In my texts of swap valuation, the fixed leg is decided by calculating the following equation, say for a swap agreement where:

Fixed Leg : $s(1)=s(t)$
Floating Leg : 1 year LIBOR - 25bps
Term = 2 years

s(t) is calculated as:

$\frac{s(1)}{[1+r(1)]} + \frac{1+ s(1)}{[1+r(2)]^{2}} = 1$

So in effect, s(1) is independent of LIBOR plus/minus X.

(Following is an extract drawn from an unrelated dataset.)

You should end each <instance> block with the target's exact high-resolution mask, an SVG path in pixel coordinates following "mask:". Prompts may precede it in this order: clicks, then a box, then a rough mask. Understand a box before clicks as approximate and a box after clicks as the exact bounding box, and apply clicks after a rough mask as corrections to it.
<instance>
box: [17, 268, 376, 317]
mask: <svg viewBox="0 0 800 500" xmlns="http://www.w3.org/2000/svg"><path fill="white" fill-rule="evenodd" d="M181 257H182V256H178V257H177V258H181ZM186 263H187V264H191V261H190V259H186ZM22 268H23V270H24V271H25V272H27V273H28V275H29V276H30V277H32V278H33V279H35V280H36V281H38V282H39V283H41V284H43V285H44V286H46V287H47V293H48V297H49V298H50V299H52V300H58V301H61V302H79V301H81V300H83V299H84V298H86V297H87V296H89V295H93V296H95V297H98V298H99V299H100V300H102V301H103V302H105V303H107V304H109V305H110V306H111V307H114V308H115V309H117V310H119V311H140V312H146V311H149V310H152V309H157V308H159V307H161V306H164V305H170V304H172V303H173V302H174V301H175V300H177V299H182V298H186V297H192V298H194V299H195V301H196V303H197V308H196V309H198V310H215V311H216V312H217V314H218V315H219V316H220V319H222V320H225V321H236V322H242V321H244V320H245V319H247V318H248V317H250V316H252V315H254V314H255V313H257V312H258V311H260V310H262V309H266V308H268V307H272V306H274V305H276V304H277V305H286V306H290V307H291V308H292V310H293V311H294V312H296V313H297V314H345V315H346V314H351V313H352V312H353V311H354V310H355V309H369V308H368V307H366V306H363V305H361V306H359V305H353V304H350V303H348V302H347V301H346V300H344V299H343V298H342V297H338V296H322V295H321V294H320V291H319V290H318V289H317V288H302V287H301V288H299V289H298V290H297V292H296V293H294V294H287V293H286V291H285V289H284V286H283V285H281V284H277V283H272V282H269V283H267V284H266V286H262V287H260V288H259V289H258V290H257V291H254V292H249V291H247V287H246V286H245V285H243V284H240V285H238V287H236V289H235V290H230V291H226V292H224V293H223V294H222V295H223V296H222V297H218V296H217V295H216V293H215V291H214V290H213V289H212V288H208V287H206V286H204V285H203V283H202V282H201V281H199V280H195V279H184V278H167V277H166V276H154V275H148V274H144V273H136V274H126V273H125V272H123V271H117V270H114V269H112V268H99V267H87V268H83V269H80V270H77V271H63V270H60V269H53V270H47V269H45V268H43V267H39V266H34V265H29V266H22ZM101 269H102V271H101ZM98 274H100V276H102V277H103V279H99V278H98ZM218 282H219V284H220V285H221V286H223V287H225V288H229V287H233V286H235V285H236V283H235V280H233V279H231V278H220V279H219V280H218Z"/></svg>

Kindly explain, what is the real life implications of it? Does it imply that the payer of the SWAP( one who gives fixed leg) can arrange another cash flow stream with X% yield?

Thank you! Soham

• Can you please use Latex? It is difficult to understand your equation. – Gordon Feb 8 '16 at 17:41

No. $s_1$ is dependent on $X$ in the sense that the value of the swap at inception must equal zero (or close to it). This is what your equation is actually showing. $$\frac{s_1}{1+r_1} + \frac{s_1}{(1+r_1)^2} = 1$$ The $1$ is also the NPV of the floating leg assuming no spread. Banks calibrate $s_1$ so that the NPVs of the floating and fixed legs are equal or close to equal.
If your swap is receiving $Libor - X$, then $s_1$ will by adjusted to make the initial fair value zero or close to zero so that: $$NPV_{floating \space leg} \approx NPV_{fixed \space leg}$$